How to align and get the begin and end time of the query in database？

Question

How to align and get the begin and end time of the query in database？

980202006 opened this issue 3 years ago · 4 comments

980202006 commented 3 years ago

If I query the start and end positions of an audio, through faiss.search, it is possible that top n is a non-continuous value, how can I align it?

Answer 1 · 2021-09-06T11:37:22.000Z

The simplest answer is matcher.

Answer 2 · 2021-09-06T14:56:47.000Z

@980202006 For the details, here is one example.
We assume a Query as a sequence of 3 contiguous segments.

Reference DB: [z0, z1, z2, z3,...,z10, z11, z12,...z20]
Query: [z1', z2', z3']

The top N (e.g. N=5) results of faiss.search for the query, for example:

I(z1') = [1, 2, 11, 3, 15] # sorted top-5 result indices
D(z1') = [0.1, 0.2, 0.3, 0.4, 0.5] # distances are not required in this stage.

I(z2') = [11, 2, 1, 3, 12]
D(z2') = ...
 
I(z3') = [3, 2, 12, 4, 11]
D(z3') = ...

Here the result [11,2,1,3,12] of the second segment's result I(z2') implies that the sequence would start from '[10,1,0,2,11]. Based on this idea, we perform offset-compensation` for each segment-wise search result.

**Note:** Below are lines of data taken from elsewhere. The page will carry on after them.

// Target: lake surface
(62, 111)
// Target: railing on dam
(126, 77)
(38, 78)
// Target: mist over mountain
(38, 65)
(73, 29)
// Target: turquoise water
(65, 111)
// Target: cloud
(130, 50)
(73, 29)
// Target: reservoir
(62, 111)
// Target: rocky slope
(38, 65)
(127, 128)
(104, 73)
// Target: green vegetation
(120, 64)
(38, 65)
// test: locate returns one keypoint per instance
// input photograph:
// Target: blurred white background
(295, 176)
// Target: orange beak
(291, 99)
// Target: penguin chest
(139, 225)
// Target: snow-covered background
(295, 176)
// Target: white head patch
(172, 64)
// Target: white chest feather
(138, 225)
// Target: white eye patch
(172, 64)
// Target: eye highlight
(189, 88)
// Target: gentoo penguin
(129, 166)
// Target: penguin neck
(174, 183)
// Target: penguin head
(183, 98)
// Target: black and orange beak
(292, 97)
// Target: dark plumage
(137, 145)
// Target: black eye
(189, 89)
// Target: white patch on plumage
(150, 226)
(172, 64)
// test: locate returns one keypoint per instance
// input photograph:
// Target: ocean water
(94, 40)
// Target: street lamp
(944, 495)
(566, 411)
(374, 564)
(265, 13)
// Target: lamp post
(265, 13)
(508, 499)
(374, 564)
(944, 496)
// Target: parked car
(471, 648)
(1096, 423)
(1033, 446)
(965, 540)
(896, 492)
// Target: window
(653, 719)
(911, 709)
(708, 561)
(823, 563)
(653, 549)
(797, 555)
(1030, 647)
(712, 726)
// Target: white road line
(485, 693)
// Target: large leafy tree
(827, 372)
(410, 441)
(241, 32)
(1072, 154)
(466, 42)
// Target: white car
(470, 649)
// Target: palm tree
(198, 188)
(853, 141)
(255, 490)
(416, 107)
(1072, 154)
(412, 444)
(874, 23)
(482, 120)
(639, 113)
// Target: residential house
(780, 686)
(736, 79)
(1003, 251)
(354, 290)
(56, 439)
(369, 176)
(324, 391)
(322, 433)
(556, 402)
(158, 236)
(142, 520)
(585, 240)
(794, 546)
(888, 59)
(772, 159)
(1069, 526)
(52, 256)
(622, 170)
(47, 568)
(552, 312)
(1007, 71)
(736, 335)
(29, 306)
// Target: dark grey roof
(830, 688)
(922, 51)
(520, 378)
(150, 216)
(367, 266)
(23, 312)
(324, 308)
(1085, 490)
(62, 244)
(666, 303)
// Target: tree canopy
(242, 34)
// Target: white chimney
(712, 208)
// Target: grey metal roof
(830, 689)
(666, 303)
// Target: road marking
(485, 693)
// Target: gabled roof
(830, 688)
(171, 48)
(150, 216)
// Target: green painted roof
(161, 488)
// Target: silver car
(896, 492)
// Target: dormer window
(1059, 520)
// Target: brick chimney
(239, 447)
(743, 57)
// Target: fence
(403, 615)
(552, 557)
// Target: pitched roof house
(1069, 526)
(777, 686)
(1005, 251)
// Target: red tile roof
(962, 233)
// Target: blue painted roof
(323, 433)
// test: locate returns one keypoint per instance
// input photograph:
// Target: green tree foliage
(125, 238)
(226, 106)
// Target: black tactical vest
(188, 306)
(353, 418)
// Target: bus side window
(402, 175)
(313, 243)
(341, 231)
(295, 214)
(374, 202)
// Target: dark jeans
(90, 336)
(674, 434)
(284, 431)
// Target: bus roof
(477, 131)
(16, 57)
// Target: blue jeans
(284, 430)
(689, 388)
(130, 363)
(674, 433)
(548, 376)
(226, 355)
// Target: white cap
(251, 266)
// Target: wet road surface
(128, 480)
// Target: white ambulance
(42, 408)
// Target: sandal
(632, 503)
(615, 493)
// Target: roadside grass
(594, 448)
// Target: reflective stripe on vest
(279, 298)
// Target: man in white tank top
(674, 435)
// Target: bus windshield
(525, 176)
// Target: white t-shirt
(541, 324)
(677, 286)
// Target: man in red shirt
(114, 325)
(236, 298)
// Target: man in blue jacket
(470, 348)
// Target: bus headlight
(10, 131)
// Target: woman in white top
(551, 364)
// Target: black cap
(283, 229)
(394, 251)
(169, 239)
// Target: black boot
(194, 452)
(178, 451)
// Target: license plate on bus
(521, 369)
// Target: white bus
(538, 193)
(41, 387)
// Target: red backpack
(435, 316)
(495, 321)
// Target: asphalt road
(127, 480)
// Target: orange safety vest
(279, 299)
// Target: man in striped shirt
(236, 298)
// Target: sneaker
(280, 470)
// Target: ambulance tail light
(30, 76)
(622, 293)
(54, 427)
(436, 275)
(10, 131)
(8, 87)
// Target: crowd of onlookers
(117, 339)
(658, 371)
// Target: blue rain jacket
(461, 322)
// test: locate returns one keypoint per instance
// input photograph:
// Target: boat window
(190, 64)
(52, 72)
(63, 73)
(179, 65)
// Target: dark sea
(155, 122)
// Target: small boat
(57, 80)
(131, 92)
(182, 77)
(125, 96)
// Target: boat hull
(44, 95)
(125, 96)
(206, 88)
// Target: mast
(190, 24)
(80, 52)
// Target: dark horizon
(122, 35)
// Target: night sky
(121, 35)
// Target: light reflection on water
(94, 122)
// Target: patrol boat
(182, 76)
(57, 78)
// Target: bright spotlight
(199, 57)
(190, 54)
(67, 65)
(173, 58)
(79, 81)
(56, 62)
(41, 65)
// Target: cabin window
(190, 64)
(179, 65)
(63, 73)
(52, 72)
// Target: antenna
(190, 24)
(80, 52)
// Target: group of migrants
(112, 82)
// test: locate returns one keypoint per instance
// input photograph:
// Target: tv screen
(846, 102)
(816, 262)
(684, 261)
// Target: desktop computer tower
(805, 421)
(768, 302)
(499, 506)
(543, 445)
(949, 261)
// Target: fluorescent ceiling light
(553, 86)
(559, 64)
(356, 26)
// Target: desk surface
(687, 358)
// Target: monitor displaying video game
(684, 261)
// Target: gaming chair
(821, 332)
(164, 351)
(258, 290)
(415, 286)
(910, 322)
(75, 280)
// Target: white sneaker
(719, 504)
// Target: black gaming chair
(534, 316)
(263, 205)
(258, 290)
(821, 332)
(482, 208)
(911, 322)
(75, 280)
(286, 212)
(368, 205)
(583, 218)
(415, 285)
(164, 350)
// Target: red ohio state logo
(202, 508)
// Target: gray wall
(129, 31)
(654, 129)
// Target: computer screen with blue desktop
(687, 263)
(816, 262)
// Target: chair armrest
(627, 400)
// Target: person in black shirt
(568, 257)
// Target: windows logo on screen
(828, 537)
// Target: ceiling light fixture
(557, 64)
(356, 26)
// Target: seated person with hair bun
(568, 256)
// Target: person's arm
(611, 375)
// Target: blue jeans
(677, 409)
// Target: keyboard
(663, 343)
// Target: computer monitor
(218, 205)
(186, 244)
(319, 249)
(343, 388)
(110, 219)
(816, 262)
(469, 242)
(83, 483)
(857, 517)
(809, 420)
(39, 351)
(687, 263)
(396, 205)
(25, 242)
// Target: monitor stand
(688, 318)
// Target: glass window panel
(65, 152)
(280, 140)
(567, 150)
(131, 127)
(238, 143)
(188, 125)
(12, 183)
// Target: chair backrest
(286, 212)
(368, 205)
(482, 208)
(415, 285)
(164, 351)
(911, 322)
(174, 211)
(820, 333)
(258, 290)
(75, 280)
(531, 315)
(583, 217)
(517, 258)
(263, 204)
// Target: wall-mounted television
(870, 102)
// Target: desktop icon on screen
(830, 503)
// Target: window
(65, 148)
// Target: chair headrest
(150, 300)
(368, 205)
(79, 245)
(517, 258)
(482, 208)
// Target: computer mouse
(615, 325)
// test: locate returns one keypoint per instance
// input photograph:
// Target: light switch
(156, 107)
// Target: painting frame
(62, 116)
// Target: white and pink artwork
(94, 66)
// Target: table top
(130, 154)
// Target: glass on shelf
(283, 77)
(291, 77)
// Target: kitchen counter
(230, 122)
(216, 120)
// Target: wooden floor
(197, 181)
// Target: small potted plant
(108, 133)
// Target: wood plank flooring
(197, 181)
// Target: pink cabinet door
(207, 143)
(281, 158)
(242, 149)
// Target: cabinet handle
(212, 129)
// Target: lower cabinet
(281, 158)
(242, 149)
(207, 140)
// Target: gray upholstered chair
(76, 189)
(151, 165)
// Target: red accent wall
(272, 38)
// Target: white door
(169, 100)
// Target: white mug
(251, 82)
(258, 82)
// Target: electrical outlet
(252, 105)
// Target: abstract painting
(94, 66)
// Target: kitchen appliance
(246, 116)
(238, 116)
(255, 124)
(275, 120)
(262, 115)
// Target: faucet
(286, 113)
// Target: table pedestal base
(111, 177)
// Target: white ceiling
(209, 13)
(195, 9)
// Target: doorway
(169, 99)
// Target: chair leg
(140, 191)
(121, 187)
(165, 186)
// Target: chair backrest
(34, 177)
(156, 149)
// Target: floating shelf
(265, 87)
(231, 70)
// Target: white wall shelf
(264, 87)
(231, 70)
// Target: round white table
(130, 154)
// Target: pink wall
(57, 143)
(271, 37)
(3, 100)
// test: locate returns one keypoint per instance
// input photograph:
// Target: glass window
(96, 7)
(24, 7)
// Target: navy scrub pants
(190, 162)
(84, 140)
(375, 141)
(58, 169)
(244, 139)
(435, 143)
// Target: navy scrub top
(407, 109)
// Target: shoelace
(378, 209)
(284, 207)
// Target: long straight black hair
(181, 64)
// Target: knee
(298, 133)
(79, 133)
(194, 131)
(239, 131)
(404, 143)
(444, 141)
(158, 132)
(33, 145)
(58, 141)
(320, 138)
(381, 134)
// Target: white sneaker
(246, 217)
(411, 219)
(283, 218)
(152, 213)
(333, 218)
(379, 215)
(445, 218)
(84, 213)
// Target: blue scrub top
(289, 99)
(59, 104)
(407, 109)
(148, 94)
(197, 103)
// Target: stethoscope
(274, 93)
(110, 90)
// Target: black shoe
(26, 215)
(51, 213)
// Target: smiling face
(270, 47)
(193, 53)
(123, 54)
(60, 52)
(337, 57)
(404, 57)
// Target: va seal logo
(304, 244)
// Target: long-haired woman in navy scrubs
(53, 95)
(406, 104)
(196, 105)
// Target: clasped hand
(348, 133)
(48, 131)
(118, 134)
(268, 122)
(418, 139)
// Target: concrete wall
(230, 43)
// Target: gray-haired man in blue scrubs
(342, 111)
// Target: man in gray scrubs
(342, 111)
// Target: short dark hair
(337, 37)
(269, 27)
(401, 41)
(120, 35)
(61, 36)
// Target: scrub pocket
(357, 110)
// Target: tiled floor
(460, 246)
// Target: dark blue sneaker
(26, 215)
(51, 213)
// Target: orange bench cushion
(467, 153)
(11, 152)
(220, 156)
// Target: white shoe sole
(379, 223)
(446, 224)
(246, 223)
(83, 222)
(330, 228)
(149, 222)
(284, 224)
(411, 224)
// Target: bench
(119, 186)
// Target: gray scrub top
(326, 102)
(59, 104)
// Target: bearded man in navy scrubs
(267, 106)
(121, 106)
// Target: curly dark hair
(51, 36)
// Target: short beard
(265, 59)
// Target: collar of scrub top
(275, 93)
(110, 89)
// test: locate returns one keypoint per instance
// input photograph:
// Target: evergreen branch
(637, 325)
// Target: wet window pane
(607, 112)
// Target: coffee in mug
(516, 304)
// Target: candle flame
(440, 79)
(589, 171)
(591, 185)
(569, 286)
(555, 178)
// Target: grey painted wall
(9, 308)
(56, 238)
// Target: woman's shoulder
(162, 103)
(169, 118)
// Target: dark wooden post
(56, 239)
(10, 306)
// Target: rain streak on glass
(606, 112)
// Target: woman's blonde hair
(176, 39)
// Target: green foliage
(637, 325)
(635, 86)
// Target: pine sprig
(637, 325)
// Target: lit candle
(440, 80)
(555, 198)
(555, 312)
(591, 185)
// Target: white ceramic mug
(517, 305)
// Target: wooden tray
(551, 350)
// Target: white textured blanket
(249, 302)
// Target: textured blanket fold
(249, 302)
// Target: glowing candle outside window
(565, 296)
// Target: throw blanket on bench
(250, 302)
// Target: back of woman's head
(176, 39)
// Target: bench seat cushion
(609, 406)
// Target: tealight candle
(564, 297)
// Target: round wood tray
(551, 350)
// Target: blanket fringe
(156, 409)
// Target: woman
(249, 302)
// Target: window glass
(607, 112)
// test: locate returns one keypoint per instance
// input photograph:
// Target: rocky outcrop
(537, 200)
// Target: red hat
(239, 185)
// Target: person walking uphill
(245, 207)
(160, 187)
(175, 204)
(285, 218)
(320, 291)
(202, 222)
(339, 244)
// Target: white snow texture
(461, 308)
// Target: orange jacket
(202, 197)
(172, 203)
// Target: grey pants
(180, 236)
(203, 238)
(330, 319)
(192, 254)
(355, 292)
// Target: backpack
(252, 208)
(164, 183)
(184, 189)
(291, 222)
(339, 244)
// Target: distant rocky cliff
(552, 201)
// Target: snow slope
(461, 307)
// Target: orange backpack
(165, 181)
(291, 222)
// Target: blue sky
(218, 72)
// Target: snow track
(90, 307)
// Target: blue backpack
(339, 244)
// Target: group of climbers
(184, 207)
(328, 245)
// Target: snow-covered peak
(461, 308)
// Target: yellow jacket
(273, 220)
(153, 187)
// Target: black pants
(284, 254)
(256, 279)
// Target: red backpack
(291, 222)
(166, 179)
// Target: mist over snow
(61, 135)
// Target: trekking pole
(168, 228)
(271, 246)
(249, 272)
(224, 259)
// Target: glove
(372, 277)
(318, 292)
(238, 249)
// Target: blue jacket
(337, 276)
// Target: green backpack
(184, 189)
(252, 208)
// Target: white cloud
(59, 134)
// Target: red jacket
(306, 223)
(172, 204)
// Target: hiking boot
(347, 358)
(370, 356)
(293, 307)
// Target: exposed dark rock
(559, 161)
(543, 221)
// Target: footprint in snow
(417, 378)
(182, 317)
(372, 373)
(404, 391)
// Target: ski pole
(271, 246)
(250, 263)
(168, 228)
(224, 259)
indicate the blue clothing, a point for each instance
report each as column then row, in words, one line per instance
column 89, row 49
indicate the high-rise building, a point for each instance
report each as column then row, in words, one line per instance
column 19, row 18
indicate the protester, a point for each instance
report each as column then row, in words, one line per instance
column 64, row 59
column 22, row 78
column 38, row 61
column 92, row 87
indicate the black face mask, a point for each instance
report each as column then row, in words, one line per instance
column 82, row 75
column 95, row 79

# time-offset compensation
I'(z1) = I(z1)  # [1, 2, 11, 3, 15]
I'(z2') = I(z2') - 1 # [10, 1, 0, 2, 11]
I'(z3') = I(z3') - 2 # [1, 0, 10, 2, 9]

We then perform np.unique to reduce duplicated candidates

# unique
c_start_index = unique_set(all_I's) # [0, 1, 2, 3, 9, 10, 11, 15]
# from the `c_start_index`, we get the final candidates, c
c = [[0,1,2], [1,2,3], [2,3,4], [9,10,11], [10,11,12], [11,12,13], [15,16,17]]

We calculate the total distance (called score, but actually a penalty: smaller value is better) for each candidate sequence:

# d is distance
score(c[0]) = score([0,1,2]) = d(z1', z0) +d(z2', z1) + d(z3',z2)
score(c[1]) = score([1,2,3]) = d(z1', z1) + d(z2', z2) + d(z3', z3)
...
score(c[7]) = score([15,16,17]) = ...

Finally we take argmin(score).

In the paper, I described this using argmax of cosine-similarity instead of argmin of euclidean-distance. But in the end they are the same thing.

Answer 3 · 2023-07-31T16:47:37.000Z

This is a great example, I want to ask regarding such cases, in order to evaluate, gt_ids = test_ids + dummy_db_shape[0] in the original code considers same number of fp for the db and queries, but in this case it is not, then I should find at what time it starts and find the idx for the start point fp to find ground truths right?
Also this code fake_recon_index, index_shape = load_memmap_data( emb_dummy_dir, 'dummy_db', append_extra_length=query_shape[0], display=False) fake_recon_index[dummy_db_shape[0]:dummy_db_shape[0] + query_shape[0], :] = db[:, :]
only works if query_shape[0] = db_shape[0] otherwise I should use db_shape[0] am i right?

Answer 4 · 2023-08-02T23:47:55.000Z

@mhmd-mst

If what I remember is correct, gt_ids = test_ids + dummy_db_shape[0] was required because our DB was always constructed as dummy_db first, and test_db follows the dummy_db indices.
If you set dumm_db as empty (using np.empty()), then simplygt_ids = test_ids.
If you don't use dummy_db, again, it will be simply fake_recon_index = db. The reason why I use the on-disk solution of memmap variables like fake_recon_index is to save memory. Imagine if dummy_db was your actual DB with size of 2TB!